Expert Commentary:
In this article, the authors highlight the importance of global placement in VLSI physical design and specifically address the challenges posed by the wide use of 2D processing element (PE) arrays in machine learning accelerators. State-of-the-art academic global placers often struggle with scalability and Quality of Results (QoR) when dealing with these complex designs. To overcome these challenges, the authors propose DG-RePlAce, a new and fast GPU-accelerated global placement framework that leverages the dataflow and datapath structures of machine learning accelerators.
The experimental results presented in this work demonstrate the effectiveness of DG-RePlAce in improving the routed wirelength and total negative slack (TNS) of machine learning accelerators. Compared to the RePlAce (DREAMPlace) approach, DG-RePlAce achieves a reduction in routed wirelength by an average of 10% and total negative slack by 31%, with faster global placement and comparable total runtimes. These results indicate that the proposed framework can effectively optimize the physical design of machine learning accelerators.
Furthermore, the authors also conducted empirical studies on the TILOS MacroPlacement Benchmarks, which showed promising post-route improvements over RePlAce and DREAMPlace. This suggests that DG-RePlAce has the potential to extend beyond machine learning accelerators and be applicable to a wider range of designs.
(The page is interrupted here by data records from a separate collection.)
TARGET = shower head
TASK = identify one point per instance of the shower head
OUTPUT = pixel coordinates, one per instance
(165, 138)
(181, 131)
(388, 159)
Overall, the introduction of DG-RePlAce addresses the growing need for efficient and scalable global placement techniques for VLSI physical design, particularly in the context of machine learning accelerators. By leveraging GPU acceleration and taking advantage of the specific structures present in these designs, DG-RePlAce offers significant improvements in terms of wirelength, slack, and runtime. Further research and experimentation could explore the applicability of this approach to other VLSI designs and investigate potential optimizations for even greater QoR gains.